The Open Science Data Federation (OSDF) is an OSG service that enables users and institutions to make datasets available to distributed high-throughput computing (dHTC) environments such as the Open Science Pool (OSPool). The OSDF provides execution points with remote access to data via a global namespace and a set of data caches which can access data stored in data origins.

By providing the distributed data access layer via the caches, jobs running in the OSPool (or any other resource pool) can reduce wide-area network consumption, load on the data origins, and latency of data access.

Who can use the OSDF?

Any US-based academic, government, or non-profit institution may operate a data origin to export their users’ data. Researchers with an OSG-Connect account may also use the origin at the OSG-Connect access point.

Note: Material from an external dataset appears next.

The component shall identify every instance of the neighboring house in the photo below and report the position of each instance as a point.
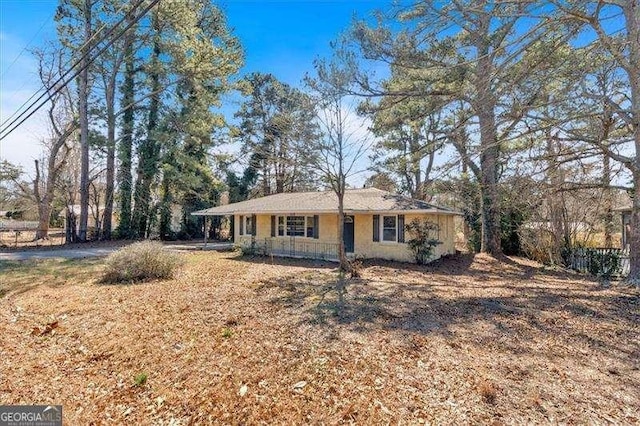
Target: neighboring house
(625, 212)
(305, 224)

To learn how to access your data through the OSDF, please reach out to our team of Research Computing Facilitators through [email protected].

Who can access my data?

Access control for the OSDF is managed by the origin service. The origin can be configured to make data public or private and can control the rules for sharing. For example, the OSG-Connect service allows users to make their data accessible to all (public) or only accessible to their own jobs.

The data may additionally be visible to the administrators of the cache services, and the execution point where the job runs. Non-public data is encrypted when sent over the network but not on disk.

Who manages the OSDF?

The origins on the OSDF are managed by the projects or institutions which own the underlying storage. The caches are largely managed by OSG staff, who remotely operate the services. Some caches are dedicated to a specific experiment; a number of caches are specific to the LIGO experiment.

The cache hardware is distributed throughout the US, including points of presence in the Internet2 and ESNet networks and universities facilities such as UW-Madison, Chicago, Syracuse, UCSD, and Nebraska.